Establish a process for tracking and monitoring legislative developments. Review and define organisational capacity for following ongoing regulatory developments to make sure all stakeholders are up to date on relevant framework.

D. Review ESG investment guidance, terminology and debate

Getting familiar with investment trends that incorporate ESG considerations is crucial because a broad spectrum of reference materials and intellectual capital will help you to create a best in class policy.

All investment and policy review stakeholders, from board members responsible for policy approval to investment staff responsible for the day-to-day management/allocation of funds, should familiarise themselves with factors able to influence policy (including ESG) and their possible effect on the ability of your assets to deliver expected financial and real economy influence outputs.

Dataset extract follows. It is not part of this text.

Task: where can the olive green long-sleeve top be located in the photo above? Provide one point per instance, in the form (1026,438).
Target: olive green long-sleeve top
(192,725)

To start, look through the PLSA (formerly NAPF) document ESG made simple guide or PRI’s How asset owners can drive responsible investment. Additionally, asset owner specific literature, including the PLSA’s Responsible Investment guidance for pension funds, the EUROSIF’s Corporate Pension Fund Sustainable Investment Study, EUROSIF’s PRIME Toolkit and USSIF’s Unleashing the Potential of US Foundation Endowments, will also prove to be helpful.

Once relevant ESG areas have been understood and covered, take your understanding a step further by considering asset class specific issues using advanced guidance from the PRI (found here). Furthermore, educational institutions (like the CFA Institute or PRI Academy), ESG data, and research providers can offer insight into trends you may want to consider.

Action points

  • Review existing literature. In addition to resources mentioned above, take a look through additional resources in appendix B for guidance on general ESG topics.
  • Contact the PRI, access resources on the PRI website, or enrol in courses offered by the PRI Academy for additional insight and guidance on ESG issues within specific asset classes, responsible investment best practice, and stewardship activities.
  • Consider contacting your local responsible investment organisation some of which are found in appendix A, for additional guidance pertaining to your local market.
  • Conduct a materiality analysis: identify, define, and assess key ESG factors for your organisation and stakeholders (KPMG’s Sustainable Insight: The Essentials of Materiality Assessment may be useful here).

E. Undertake a peer review

Understanding what your peers are doing will spur high level investment policy discussions and even help the drafting of the policy itself. Some responsible investment practices may not be addressed with the same structure and rigor as more traditional items of an investment policy statement; others may feature holistically in investment policy structure and broader practice. Consider the pros and cons of the approaches you encounter.

  • How does your investment policy structure compare to your peers?
  • How are stakeholders involved into the policy revision approach?
  • How are ESG risks or opportunities defined and identified?
  • How are ESG issues weighed and valued in investment decisions?
  • What, if anything, has the organisation done to effect positive real-world influence through their portfolio?

Peer reviews shine light on how investment policies were formulated and the outcomes they produced. Going further than a ‘policy format’ only review shows how different approaches/strategies deliver value to different organisations.

Action points

Consult policy examples from PRI signatories in appendix C, as well as the Strategy & Governance module of the PRI Transparency Reports for insight on what others are doing to incorporate ESG considerations.

Contact your local responsible investment organisation to identify more peers with policies that address ESG and long-term investment considerations.

Conduct a peer analysis consisting of:

  • Which stakeholders were involved with policy development? How were they involved and at what stages?
  • How were ESG risks or opportunities defined and identified, and how are they weighed and valued in investment decisions?
  • How were specific processes and practices used to reflect ESG factors within investment processes?
  • How are outcomes and results monitored, reported, and disclosed?